Both the Chinese government and the European Commission, the two parties that had worked out the agreement under which Ceibs was set up, hoped it would help integrate the country and its companies with the wider world.
Seventeen years later, Ceibs has outperformed all of those expectations. It has become not only China’s top-ranked business school but has also built the largest executive MBA programme in the world, with about 800 students a year. Roughly 10,000 students enrol in the executive education programmes every year, and last year’s MBA class had 180 students.
The school’s alumni include 1,500 chief executives and top-level decision-makers, of whom 47 per cent work in manufacturing, 17 per cent in the IT industry and the rest in a range of other sectors.
This expansion is partly fuelled by the rapid economic rise of China, which has become a magnet for both money and people.
“As China takes an increasingly central role on the world stage, emerging as a global leader at the Group of 20 and other international decision-making bodies, Ceibs is extremely well placed to attract the world’s very best,” says John Quelch, vice-president and dean.
While 92 per cent of the participants in the executive education programmes are Chinese, 44 per cent of MBA students last year were from outside mainland China, highlighting the school’s global appeal.
Ceibs has campuses in Shanghai and Beijing as well as facilities in Shenzhen, the manufacturing base next to the Hong Kong border.
Two years ago, it started offering EMBA courses in Ghana, which have attracted mainly Ghanaian and Nigerian participants, and last year it added executive education programmes there too.

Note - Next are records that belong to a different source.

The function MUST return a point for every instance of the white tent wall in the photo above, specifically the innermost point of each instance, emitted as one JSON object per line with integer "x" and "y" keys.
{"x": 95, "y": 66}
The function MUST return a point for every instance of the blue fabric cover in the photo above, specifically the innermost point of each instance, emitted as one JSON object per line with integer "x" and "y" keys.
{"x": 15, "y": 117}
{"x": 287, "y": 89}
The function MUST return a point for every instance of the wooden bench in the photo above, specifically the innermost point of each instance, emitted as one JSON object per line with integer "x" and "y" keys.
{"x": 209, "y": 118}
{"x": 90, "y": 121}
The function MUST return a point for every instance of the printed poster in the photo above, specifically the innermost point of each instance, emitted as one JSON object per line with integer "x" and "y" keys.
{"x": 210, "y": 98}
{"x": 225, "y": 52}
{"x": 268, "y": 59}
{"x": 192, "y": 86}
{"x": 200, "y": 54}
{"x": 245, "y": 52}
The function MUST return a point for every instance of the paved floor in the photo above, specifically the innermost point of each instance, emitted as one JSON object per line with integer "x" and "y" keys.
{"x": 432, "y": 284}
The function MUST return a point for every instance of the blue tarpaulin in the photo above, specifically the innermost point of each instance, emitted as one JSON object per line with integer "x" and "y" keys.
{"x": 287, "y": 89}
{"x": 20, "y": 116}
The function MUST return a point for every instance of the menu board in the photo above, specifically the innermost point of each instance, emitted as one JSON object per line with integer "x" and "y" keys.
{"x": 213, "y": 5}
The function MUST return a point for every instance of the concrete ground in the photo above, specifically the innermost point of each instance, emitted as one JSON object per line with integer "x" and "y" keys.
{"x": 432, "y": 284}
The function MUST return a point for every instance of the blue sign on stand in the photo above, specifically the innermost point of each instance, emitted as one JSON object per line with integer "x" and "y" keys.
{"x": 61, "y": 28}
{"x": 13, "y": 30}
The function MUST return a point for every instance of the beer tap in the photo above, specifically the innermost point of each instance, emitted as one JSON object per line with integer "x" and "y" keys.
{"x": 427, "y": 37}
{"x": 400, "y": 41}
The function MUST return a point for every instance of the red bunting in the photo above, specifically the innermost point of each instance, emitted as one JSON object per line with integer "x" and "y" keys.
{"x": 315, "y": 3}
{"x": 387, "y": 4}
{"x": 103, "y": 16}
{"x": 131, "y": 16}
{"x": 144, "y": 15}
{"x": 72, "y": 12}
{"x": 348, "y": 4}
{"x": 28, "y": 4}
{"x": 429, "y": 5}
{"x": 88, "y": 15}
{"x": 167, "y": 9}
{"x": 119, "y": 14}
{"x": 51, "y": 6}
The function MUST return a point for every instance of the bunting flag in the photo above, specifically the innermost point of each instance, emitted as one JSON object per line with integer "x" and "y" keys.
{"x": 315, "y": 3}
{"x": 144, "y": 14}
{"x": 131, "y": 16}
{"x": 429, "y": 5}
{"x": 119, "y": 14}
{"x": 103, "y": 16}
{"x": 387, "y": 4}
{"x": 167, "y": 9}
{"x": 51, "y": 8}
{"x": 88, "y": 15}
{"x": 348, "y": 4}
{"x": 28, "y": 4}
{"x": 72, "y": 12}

All African EMBA students have to visit the Shanghai campus for the final part of the course.
Ceibs sees its unique strength in offering “China depth, global breadth” – a combination of world-class business management education with expertise on China.
But the school has changed with the development of the country’s business environment. “In the early days, 70 per cent of our clients came from multinationals and 30 per cent from local Chinese companies,” says Hobbs Liu, assistant president and director of executive education. “However, over the years, as Chinese companies became more successful in the domestic market and began to explore the possibilities of going abroad, they also recognised that talent was a critical factor for sustainable success.”
As a result, the ratio has reversed, and 70 per cent of Ceibs’ executive education clients now come from Chinese companies.
This shift has also influenced the curriculum. “The focus shifted from purely western best practice and management knowledge to reflecting and summarising the success factors of Chinese companies,” says Liu, “exploring how western best practice and knowledge have adapted to the Chinese business environment, and examining how Chinese companies succeed in an ever-changing global market.”